Mr. Bean erhält auf seiner Reise sehr sympathische Unterstützung durch die Figur des Stepan (ein wirklich süßer Bub) und der Sabine (ein neues, frisches Gesicht – einfach zauberhaft). Die Entwicklung der Männerfreundschaft ist das Beste am Film. Ein russischer Junge und ein erwachsener Engländer, die sich nicht verstehen und sich anfangs auch nicht leiden können, werden zu Freunden und gehen durch dick und dünn. Die Rolle der Sabine lockert die Geschichte auf und statt Eifersucht, verstehen sich Stepan und Sabine auf Anhieb (sie denkt, er sei der Sohn, er denkt, sie sei die Verlobte). Willem Dafoe spielt zwar nur am Rande, aber es ist ein Vergnügen ihm zuzusehen, wie er den selbstverliebten Künstler gibt: Er nimmt in seiner Nebenrolle die Filmszene durch und durch auf den Arm.

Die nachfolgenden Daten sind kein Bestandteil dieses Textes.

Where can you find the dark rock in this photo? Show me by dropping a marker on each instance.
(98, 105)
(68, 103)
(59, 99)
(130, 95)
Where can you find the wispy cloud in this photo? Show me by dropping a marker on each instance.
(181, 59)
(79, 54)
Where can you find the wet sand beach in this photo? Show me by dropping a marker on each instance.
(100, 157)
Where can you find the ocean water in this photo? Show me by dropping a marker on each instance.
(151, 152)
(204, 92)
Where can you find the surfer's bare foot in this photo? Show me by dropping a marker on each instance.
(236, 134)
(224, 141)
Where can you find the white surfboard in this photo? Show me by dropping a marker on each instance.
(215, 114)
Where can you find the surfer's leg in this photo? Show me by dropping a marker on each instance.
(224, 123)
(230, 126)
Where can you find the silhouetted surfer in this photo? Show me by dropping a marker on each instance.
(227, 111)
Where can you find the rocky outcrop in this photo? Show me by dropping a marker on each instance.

Mr. Bean ist die berühmteste Rolle des Schauspielers Rowan Atkinson und wurde durch die gleichnamige Fernsehserie der 1990er Jahre in Slapstick-Art bekannt. Vermutlich genießt Mr. Bean längst Kult-Status, auch wenn es in den letzten Jahren recht still um ihn geworden ist. “Mr. Bean macht Ferien” kann als Comeback betrachtet werden, ist es aber nur bedingt, da Rowan Atkinson kein weiteres Mal in diese Rolle schlüpfen möchte. Dieser Film kann mit einer Besucherzahl von rund 700.000 am Start-Wochenende in Deutschland zwar nicht an den Erfolg von 1997 mit “Mr. Bean - Der ultimative Katastrophenfilm” (rund 1,1 Mio. Zuschauer) anknüpfen, wäre aber dennoch ein guter und gelungener Abschied von Mr. Bean.